Nel suo intervento, Fenucci si è soffermato anche sull’applicazione degli algoritmi e del metodo moneyball applicato al calcio: “Ci sono tre pilastri: i dati che più o meno abbiamo tutti, la differenza la fa la creazione di dati e algoritimi proprietari. Molti stanno studiando, i grandi club hanno ingegneri e laureati in informatica. Poi c’è l’analisi scout televisiva e secondo la filosofia che ci ha guidato alla fine i calciatori vanno visti dal vivo ed è la filosofia di Sartori e abbiamo 1400 partite viste live. C’è anche la conoscenza personale del giocatore. Vederlo dal vivo è importante, per diversi elementi. Tutto il sistema va integrato, al Bologna la bilancia pende ancora dalla visione live. L’idea è vendere 1-2 giocatori per poi re-impiegare le risorse, quello che abbiamo incassato lo abbiamo reinvestito. Ci sarebbe piaciuto farlo con dei ragazzi formati in casa, che è un po’ il segreto dell’Atalanta. Grazie ad un modello di gioco e all’organizzazione in campo abbiamo avuto continuità in campo, ma il segreto è pensare alla prossima partita, a Udine”.

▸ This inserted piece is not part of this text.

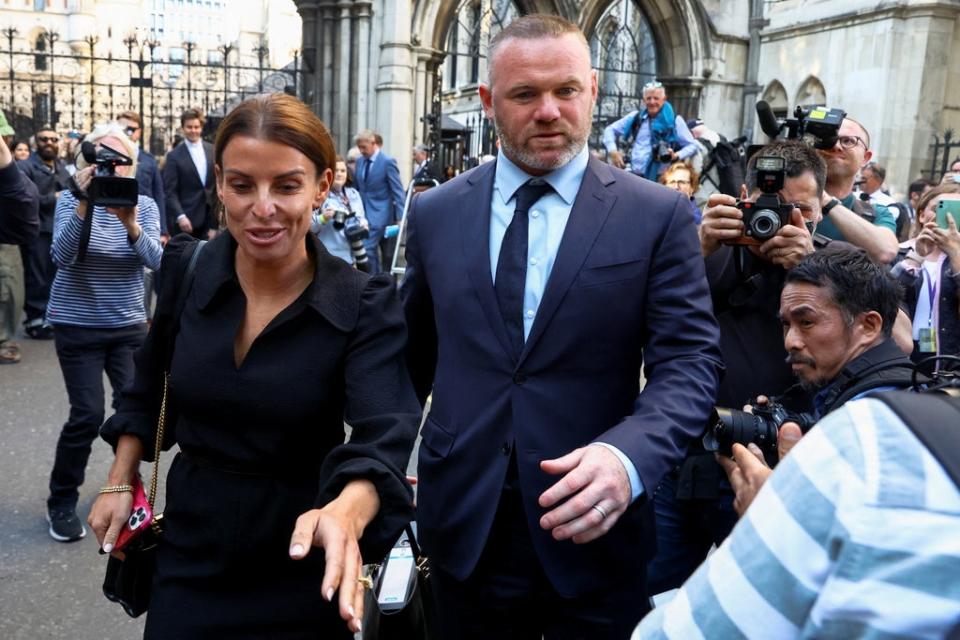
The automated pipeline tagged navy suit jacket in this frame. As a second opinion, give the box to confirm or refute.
[163,141,217,236]
[401,159,722,597]
[137,149,170,236]
[355,151,404,237]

Il Bologna lavora da tempo per il rifacimento del Dall’Ara, per Fenucci quello degli stadi è “un tema che riguarda il calcio italiano. Oggi sta tornando la partecipazione delle persone agli eventi live, su questo tema il problema delle strutture è prioritario. Stiamo tentando di investire in questo settore, in Italia facciamo fatica perché in molti contesti è difficile investire per i club senza l’intervento del pubblico. Bisogna trovare diversi modelli di sviluppo e la combinazione di privato e pubblico”.
Tornando al campo, durante la sosta la fanno spesso da padrona gli infortuni: “Non solo Cambiaghi, si è fatto male anche Holm. Un tema importante, uno dei macrotemi del calcio. Il calendario è un tema rilevante, oggi non solo le convocazioni ma anche i viaggi sono un problema che favorisce gli infortuni. Non so se ci siano delle soluzioni, è veramente complesso. Le nazionali sono motori incredibili della passione. Il primo aspetto è capire se si possono ridurre le finestre delle nazional e viaggiare meno e poi c’è un tema economico. Un ribilanciamento dei costi tra nazional e club andrebbe studiato”.

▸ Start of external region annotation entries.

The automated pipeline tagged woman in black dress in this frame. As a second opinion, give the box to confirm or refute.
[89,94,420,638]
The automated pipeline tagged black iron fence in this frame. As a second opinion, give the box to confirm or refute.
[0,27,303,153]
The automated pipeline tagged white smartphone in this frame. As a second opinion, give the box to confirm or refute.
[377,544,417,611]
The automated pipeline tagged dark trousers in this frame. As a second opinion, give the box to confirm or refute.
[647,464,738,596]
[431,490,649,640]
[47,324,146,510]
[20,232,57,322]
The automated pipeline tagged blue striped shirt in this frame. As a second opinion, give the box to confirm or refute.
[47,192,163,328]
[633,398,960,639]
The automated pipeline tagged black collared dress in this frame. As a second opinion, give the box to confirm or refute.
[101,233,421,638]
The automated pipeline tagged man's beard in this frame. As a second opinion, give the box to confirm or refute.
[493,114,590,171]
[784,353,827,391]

Spazio anche ai uno dei capitani della squadra, Lorenzo De Silvestri: “Vuole fare il calciatore e ci tornerà utile con l’infortunio di Holm. È uno dei ragazzi che meglio interpreta la filosofia del club, la partecipazione, la comunità di lavori. Ci aiuta a trasferire ai ragazzi nuovi questo tipo di sensazioni”.
Una battuta pure sul mercato di gennaio alle porte: “È presto per dirlo. La rosa è abbastanza lunga ma non tanto quanto servirebbe. Avevamo visto crescere il trend degli infortuni e quindi serviva una rosa più ampia. Non so se sarà necessario fare qualcosa a gennaio, la squadra è competitiva e non prevediamo nessun intervento”.
Chiusura dedicata all’ipotesi di uno stage a febbraio per la Nazionale: “Sarà difficile trovare un punto d’incontro, il calendario è intasato seppur per una giusta motivazione. Ci vuole una discussione aperta tra i vari stakeholder per capire come dare spazio nei calendari”.